Il suffit justement de lire le « programme » qu’il nous brosse à gros traits pour replacer le personnage dans son contexte : entre la création de 10.000 nouvelles cellules de prison (déjà planifiées, du reste – promesse facile à tenir) et les autres mesures de la même trempe, faussement fermes qui se traduisent avant tout par des dépenses dans un État surendetté, les mesures parfaitement liberticides (délit de consultation régulière de vilains sites, contredanse pour consommation de cannabis) ou celles complètement impraticables (pactes divers), on est dans le tout venant bricolé à la va-vite, sans la moindre colonne vertébrale idéologique un peu construite, qui permet de ratisser large sur la droite en attendant le flot de propositions toutes aussi foutraques lorsque le moment d’amadouer la gauche et de rassembler au centre sera venu.
Et puis, force est de constater qu’en terme de changement, on est bien dans le ridicule : Juppé n’est plus de la première jeunesse, et ce repris de justice, faible devant les syndicats, n’a jamais brillé par ses solides convictions puisqu’il a même prouvé qu’on peut très bien retourner sa veste et baisser son pantalon tout en restant droit dans ses bottes.
N’oubliez pas : notre frétillant septuagénaire était déjà au pouvoir en 1995, il y a plus de 20 ans de cela.
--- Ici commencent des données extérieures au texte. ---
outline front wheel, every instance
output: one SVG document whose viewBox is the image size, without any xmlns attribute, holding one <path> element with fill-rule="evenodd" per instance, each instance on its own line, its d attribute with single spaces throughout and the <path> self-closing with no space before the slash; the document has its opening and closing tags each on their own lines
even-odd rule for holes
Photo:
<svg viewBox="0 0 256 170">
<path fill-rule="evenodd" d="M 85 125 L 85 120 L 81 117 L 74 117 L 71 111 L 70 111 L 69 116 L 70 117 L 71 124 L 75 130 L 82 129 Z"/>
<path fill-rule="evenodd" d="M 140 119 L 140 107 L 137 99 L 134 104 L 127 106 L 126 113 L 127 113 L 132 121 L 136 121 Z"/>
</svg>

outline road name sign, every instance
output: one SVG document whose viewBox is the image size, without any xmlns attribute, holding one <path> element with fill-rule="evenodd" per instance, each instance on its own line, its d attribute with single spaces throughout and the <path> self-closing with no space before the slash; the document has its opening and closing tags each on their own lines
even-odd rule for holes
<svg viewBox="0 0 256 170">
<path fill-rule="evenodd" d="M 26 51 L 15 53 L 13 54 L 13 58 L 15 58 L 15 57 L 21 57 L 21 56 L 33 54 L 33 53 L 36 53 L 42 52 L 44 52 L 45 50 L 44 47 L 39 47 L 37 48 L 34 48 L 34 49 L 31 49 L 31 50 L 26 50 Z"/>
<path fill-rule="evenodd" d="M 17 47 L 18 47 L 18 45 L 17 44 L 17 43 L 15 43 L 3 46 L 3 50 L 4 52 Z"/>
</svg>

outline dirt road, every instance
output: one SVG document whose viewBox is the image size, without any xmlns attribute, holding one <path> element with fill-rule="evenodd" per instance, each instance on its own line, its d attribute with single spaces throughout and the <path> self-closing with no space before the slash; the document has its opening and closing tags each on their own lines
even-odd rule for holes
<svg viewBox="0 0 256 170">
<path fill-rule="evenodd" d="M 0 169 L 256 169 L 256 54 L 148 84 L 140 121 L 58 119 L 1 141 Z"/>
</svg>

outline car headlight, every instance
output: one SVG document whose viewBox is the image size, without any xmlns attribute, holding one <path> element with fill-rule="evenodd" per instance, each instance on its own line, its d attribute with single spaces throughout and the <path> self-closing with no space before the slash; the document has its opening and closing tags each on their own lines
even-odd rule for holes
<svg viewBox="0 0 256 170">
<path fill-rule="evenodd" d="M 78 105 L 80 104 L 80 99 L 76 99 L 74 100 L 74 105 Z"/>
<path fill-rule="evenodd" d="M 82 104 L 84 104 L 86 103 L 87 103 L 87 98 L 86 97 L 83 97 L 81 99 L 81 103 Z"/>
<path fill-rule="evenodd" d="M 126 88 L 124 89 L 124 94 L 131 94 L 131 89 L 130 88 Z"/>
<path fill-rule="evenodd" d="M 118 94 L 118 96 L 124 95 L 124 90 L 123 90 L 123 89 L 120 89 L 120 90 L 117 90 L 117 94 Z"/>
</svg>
C’est le candidat des quadras des années 90 qui sont à présent en retraite et ont les miquettes pour leurs acquis. Ce n’est en tout cas ni le candidat des jeunes (qui n’étaient pas nés lorsqu’il sévissait), ni celui des classes moyennes ou pauvres, ni des ouvriers, ni des immigrés ou descendants d’immigrés. Et si les Français le voient bien candidat, on peut raisonnablement parier que ce n’est pas pour voter pour lui, mais simplement pour rafraîchir la tapisserie électorale, passablement répétitive actuellement.
Bref, du point de vue des médias, et des journalistes (dont le biais pro-socialiste n’est guère oubliable), Juppé est un candidat idéal : crédible pour la droite, facilement destructible par la gauche qui pourrait ainsi conserver le pouvoir. Bonus : il pourrait même être recyclé en premier ministre rigolo si une cohabitation déboulait.
Mais sur le fond, c’est une grosse blague : la France, et les Français selon les récents sondages, réclament un changement de politiciens, de têtes et de façon de penser, de faire de la politique en rejetant par exemple Hollande et Sarkozy, déjà trop vus. Et que tente-t-on de nous présenter ? Un vieux cheval de retour, qui a déjà montré ce dont il était capable (ou plutôt, ce dont il était incapable), qui, dans un contexte bien plus favorable qu’actuellement s’est retrouvé à stopper net toutes réformes, tout changement, et qui voudrait nous faire croire qu’avec l’âge (qui, pourtant, tend plus sûrement à scléroser l’individu) il aurait évolué, et qui nous présente alors un programme déjà lu, déjà tenté… Et déjà foiré.
Si le seul changement possible, c’est Juppé, alors ce pays est foutu.